6 Protesters Checked for Radiation After Nevada Nuclear Test
Half a dozen anti-nuclear demonstrators, claiming that they stood near “ground zero” when an underground test bomb was detonated, were examined for radiation by federal doctors Thursday and pronounced all right.
But a Department of Energy spokesman said it was doubtful any of the six were actually standing above the weapon, code-named Darwin, when it exploded Wednesday 1,800 feet below the surface and with the force of 150,000 tons of TNT.
“I think they were driven into the test site after the shot,” said David Miller, a department spokesman.
The medical examinations were a routine precaution in case the protesters later claimed they were injured on government land.
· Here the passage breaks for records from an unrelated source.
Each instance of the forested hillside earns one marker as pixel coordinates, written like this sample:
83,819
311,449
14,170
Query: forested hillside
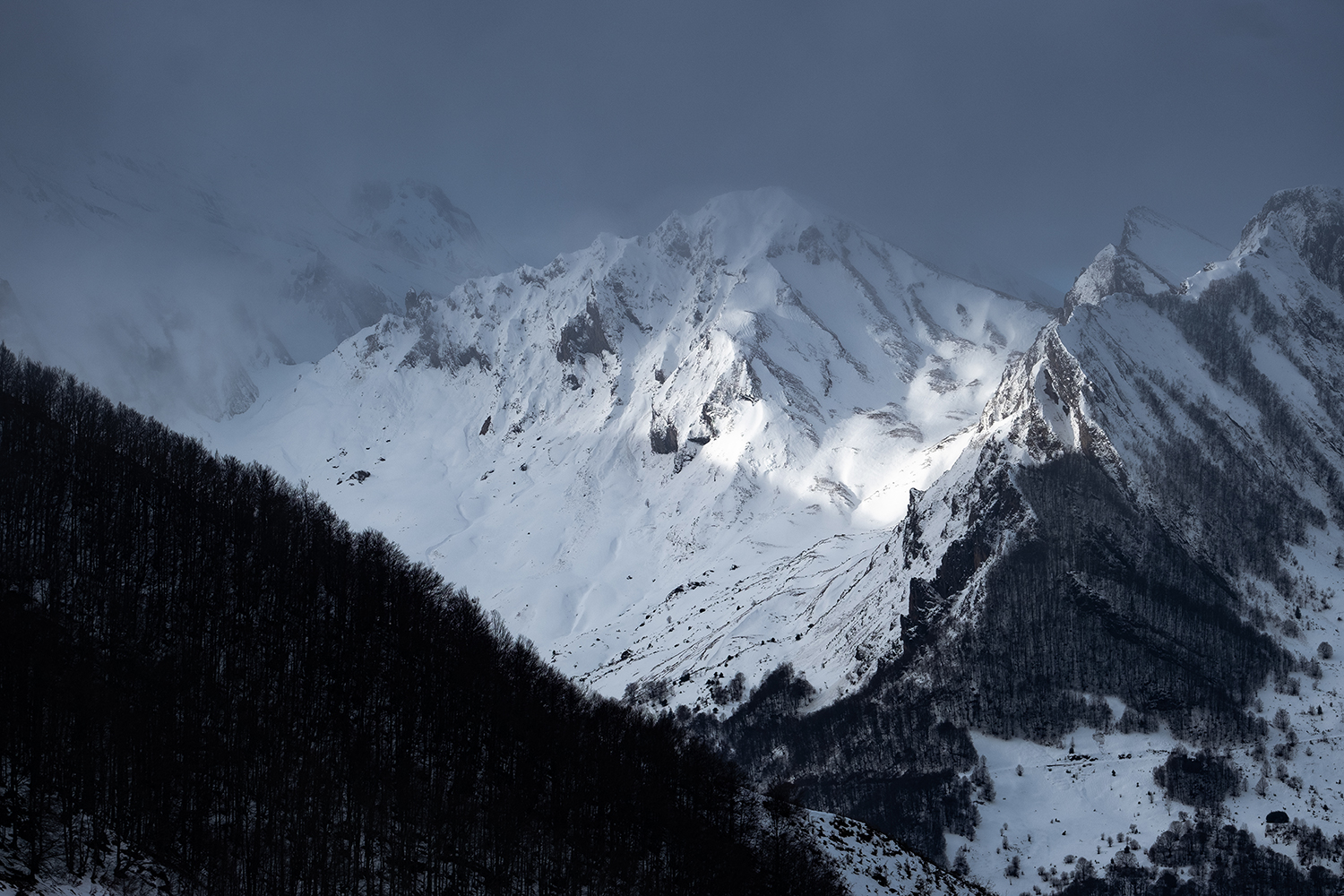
201,659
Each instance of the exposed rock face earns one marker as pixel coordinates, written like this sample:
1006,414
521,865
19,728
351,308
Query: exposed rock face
582,336
752,381
1134,520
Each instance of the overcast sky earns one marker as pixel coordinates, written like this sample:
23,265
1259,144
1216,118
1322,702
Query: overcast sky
1008,129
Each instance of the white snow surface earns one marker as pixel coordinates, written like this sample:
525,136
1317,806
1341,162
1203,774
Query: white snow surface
1080,389
873,863
825,373
1168,249
169,289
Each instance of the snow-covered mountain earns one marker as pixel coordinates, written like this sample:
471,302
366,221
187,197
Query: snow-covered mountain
169,289
1137,552
666,460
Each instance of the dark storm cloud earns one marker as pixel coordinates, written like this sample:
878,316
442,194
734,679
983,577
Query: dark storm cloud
1018,129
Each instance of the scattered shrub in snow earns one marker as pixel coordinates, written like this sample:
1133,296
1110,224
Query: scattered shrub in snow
1203,780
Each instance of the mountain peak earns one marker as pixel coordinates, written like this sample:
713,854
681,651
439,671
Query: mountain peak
1167,247
1311,220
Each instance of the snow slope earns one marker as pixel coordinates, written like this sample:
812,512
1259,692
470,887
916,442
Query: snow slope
1212,405
169,289
666,457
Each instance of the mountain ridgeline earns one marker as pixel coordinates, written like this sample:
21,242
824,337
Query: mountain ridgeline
203,665
1142,536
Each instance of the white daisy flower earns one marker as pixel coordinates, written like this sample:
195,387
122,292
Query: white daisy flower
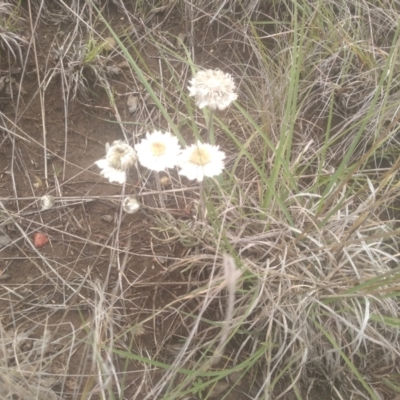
200,160
130,205
213,88
158,151
119,158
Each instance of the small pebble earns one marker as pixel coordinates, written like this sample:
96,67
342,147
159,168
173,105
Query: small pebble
107,218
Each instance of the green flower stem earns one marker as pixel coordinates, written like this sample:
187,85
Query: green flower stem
202,201
211,137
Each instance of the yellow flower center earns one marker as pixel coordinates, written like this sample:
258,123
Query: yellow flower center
157,148
200,157
213,83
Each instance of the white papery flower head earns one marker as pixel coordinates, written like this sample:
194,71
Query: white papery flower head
158,151
131,205
200,160
213,88
119,158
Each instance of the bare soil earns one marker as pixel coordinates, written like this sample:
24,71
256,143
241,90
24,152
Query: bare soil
47,294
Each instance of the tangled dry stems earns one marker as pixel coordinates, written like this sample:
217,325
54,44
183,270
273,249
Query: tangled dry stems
312,290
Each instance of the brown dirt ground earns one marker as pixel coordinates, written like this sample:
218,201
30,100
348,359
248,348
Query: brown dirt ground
80,249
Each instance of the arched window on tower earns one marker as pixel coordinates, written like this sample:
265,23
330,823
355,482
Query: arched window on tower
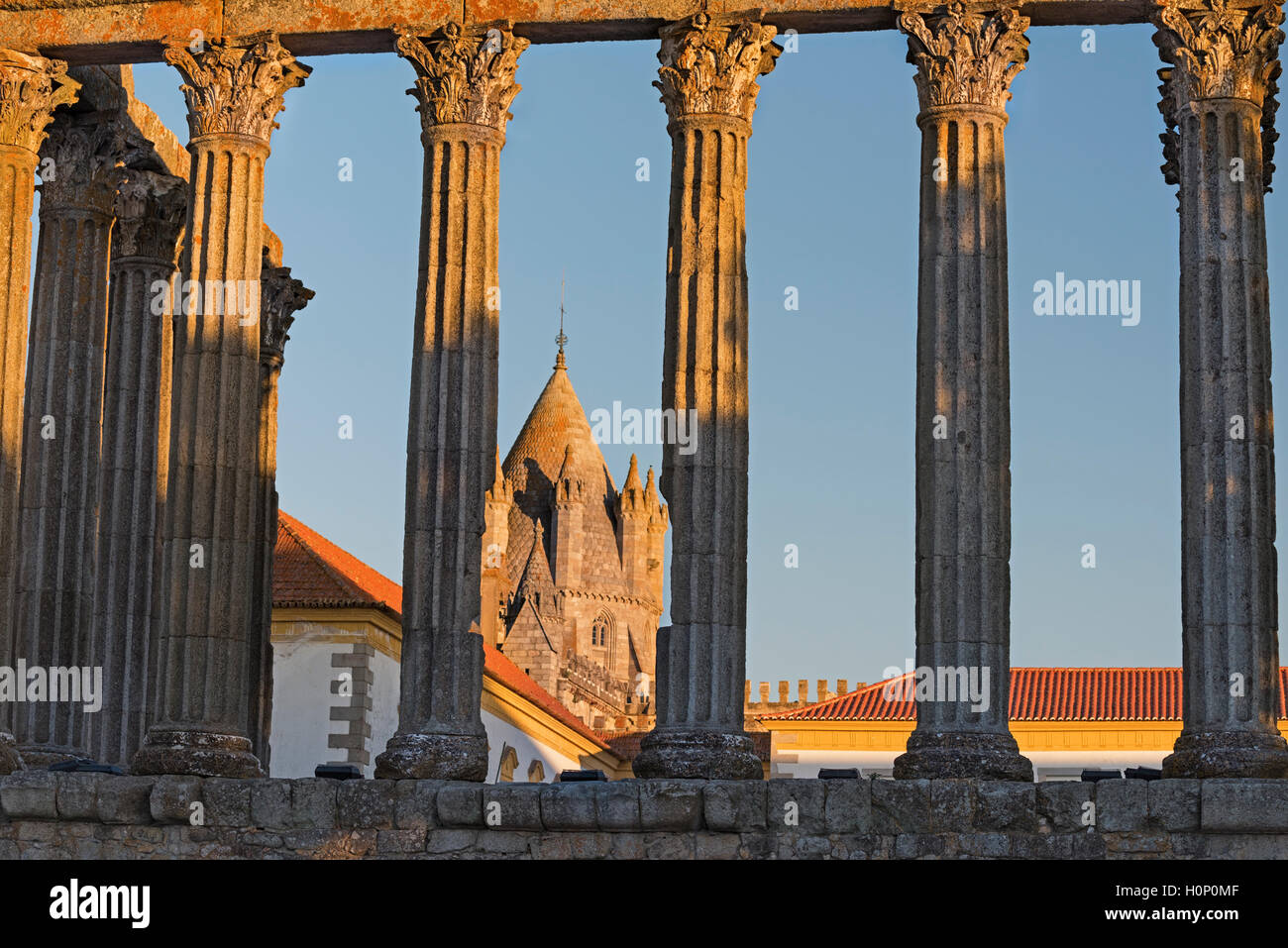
600,636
Medical reports did not indicate that any of the six had suffered abnormal radiation doses, he added.
Two of the demonstrators, a man and woman, surrendered at “ground zero” 16 hours after the blast. They turned themselves in at 5:30 a.m. to a Reynolds Electric & Engineering drilling crew on Pahute Mesa, 107 miles northwest of Las Vegas.
Four others were apprehended a short time later a mile west of the blast site on the Nellis Air Force Base Gunnery and Bombing Range.
Five of the six are members of the Rocky Mountain Peace Center, a Colorado-based anti-nuclear group.